The research team have travelled the length and breadth of the State and discovered five different species of ponies, where few of them are hybrid variety while the rest are indigenous. Ultimately, the ponies of Bitali Kharsyiemïong from Mawmahwar was considered as the most suitable and charming ponies, where large numbers of them are available for the project. Moreover, his avid skill in the rearing and care of the animals is an advantage to navigate them according to the demand of the scenes.

The other cultural paraphernalia incorporated in the film are the folk string reed message or ‘Kyrwoh’, the rare folk dance ‘Shad Kñia Sngei’ choreographed by Nestarland Wanniang and performed by the Salonsar cultural troupe, and the unique archery chants with merriment supervised by Dimrai Kharlyngdoh. The traditional hunting with the chanting of folk poetic couplets or ‘Phawar’ monitored by Elbok Wanniang and Forwardman Lyngdoh along with the charming rendition of folk song by Forwardman Lyngdoh are the exotic flavour of Khasi ethnic tradition.
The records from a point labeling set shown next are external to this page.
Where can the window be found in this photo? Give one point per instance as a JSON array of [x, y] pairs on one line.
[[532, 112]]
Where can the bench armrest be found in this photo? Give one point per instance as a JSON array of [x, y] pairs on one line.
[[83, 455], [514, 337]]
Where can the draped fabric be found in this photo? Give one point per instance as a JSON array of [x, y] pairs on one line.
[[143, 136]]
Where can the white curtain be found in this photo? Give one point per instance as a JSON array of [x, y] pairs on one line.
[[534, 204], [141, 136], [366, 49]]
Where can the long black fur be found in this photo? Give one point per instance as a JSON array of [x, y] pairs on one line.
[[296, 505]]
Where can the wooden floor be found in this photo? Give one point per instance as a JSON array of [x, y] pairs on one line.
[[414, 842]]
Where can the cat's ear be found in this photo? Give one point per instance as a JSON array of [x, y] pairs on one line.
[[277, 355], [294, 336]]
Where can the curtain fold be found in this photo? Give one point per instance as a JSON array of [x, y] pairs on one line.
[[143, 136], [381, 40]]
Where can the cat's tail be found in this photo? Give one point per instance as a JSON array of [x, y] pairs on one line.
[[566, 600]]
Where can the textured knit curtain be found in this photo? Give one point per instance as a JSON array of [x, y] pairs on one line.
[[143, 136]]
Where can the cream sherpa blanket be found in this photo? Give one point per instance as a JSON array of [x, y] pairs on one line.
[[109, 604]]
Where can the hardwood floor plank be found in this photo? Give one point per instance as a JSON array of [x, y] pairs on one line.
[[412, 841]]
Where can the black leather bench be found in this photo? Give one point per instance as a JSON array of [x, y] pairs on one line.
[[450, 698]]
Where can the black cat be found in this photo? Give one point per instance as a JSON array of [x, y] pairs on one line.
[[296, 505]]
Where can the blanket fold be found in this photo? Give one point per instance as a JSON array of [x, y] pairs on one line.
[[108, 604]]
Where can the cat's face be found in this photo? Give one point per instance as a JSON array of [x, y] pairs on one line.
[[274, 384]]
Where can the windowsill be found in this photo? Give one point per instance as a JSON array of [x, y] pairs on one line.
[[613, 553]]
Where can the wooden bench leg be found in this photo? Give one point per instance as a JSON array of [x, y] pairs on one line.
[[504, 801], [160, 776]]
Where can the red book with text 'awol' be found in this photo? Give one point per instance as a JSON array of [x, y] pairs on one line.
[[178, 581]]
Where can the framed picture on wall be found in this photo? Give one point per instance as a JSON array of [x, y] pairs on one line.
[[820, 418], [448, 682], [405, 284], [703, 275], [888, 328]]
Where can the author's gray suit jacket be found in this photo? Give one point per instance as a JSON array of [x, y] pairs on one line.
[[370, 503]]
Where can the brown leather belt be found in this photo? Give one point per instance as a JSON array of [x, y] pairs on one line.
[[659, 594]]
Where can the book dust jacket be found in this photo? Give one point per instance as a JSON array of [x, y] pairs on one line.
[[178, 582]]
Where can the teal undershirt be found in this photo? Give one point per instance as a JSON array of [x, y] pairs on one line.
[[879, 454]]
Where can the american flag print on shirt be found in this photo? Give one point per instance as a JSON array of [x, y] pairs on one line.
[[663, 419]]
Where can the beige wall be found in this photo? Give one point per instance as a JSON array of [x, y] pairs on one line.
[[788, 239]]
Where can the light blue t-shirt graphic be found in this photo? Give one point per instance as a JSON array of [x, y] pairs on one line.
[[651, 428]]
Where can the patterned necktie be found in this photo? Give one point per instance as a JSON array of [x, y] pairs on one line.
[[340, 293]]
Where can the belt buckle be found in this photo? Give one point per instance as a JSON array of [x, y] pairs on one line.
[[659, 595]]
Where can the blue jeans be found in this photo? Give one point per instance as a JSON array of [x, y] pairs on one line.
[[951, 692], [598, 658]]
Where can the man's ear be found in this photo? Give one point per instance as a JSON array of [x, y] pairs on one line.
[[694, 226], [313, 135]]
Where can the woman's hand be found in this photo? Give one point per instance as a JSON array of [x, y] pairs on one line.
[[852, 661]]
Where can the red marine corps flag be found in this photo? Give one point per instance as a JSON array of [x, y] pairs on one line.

The innovative publicity plan of the film is to stage the theatre on the same theme to promote the film and the film screening will publicise the theatre apart from other conventional advertising platforms. One of the significant tradition of Riti Academy is the inculcation of harmonious relationship within the production team under the leadership of the Producer of the film, Raphael Warjri.

There are instances of voluntary execution of logistic management and working of menial jobs by each and every team members except for the hired technical professionals. The forefront leaders including the main characters would gather the garbage, carry water from the stream and fetch firewood from the jungle, while the female team members would cook, clean the utensils and serve meals for every participants of the project.

The glamorous attitude of mocking the conventional film production atmosphere has never affected, even at the instigation of few superficial elements. Even the several obstacles due to resource constraints and ulterior motives were effectively tackled by the entire production team led by Ioannis Shylla and volunteered by Shining Pala, Barikupar Warjri, Peter Syiemlieh and all other members of the team. With regards to the production cost there is a meagre contribution from Mr P N Syiem, then Chief Executive Member of Khasi Hills Autonomous District Council and few individuals like Mr P T Sawkmie and the team members, including the moral support of the family members of the Producer and Director. The film is slated to be completed towards the end of 2019 and shall be released at certain film festivals in the country and attempt will be initiated at the international fora.